Devaluación, inflación altísima, aumentos de alimentos, del transporte público, prepagas y combustibles, más despidos en el Estado: el ajuste de La Libertad Avanza arrasa la economía cotidiana en busca del déficit cero.
El primer tramo de la presidencia de Javier Milei se caracterizó por causar incertidumbre y tensión. Si una gestión se mide a través de sus medidas económicas y las consecuencias que produce, entonces el gobierno libertario se encuentra en deuda con la ciudadanía.

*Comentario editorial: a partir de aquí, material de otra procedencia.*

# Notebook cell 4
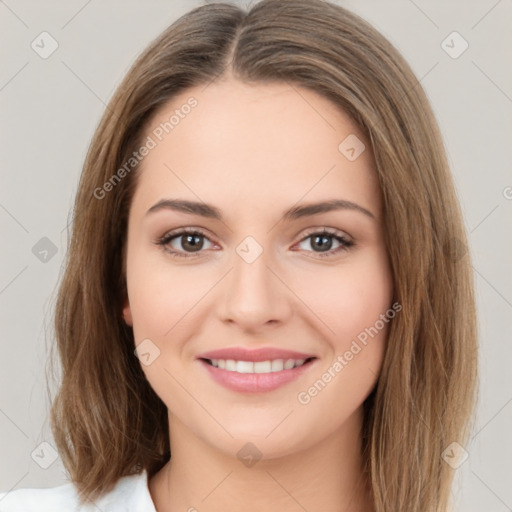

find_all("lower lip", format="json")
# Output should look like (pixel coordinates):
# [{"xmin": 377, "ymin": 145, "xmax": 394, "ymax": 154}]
[{"xmin": 199, "ymin": 359, "xmax": 316, "ymax": 393}]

Hasta aquí, la sociedad sufrió en escaso tiempo una devaluación brutal, una inflación asfixiante para los bolsillos y la ejecución incisiva de la motosierra, que continúa con el recorte y deja menos margen de maniobra para los más necesitados. Por eso, fueron 100 días que no enamoraron.
El 10 de diciembre, desde las escaleras del Congreso, el mandatario advirtió que “no hay solución alternativa al ajuste, no hay plata”. Aquel domingo, recibió la ovación de sus militantes, que aceptaron sin cuestionamientos que se llevaría a cabo un “ajuste fiscal en el sector público nacional de 5 puntos del PBI” y aclaró que caería “casi totalmente sobre el Estado y no sobre el sector privado”. Enseguida, realizó un pronóstico desalentador: “Impactará de modo negativo sobre el nivel de actividad, el empleo, los salarios reales, la cantidad de pobres e indigentes”.
Desde ese día, Milei y sus funcionarios desarrollan un Gobierno marcado por las determinaciones encuadradas en el plan original de achicar el Estado, que fue anunciado durante la campaña electoral y que le permitió, primero, sorprender en las PASO con un 30% de los votos, que lo convirtió en el precandidato más votado y que mantuvo durante el tramo previo a las elecciones generales de octubre, en las que derrotó al ex ministro de Economía Sergio Massa.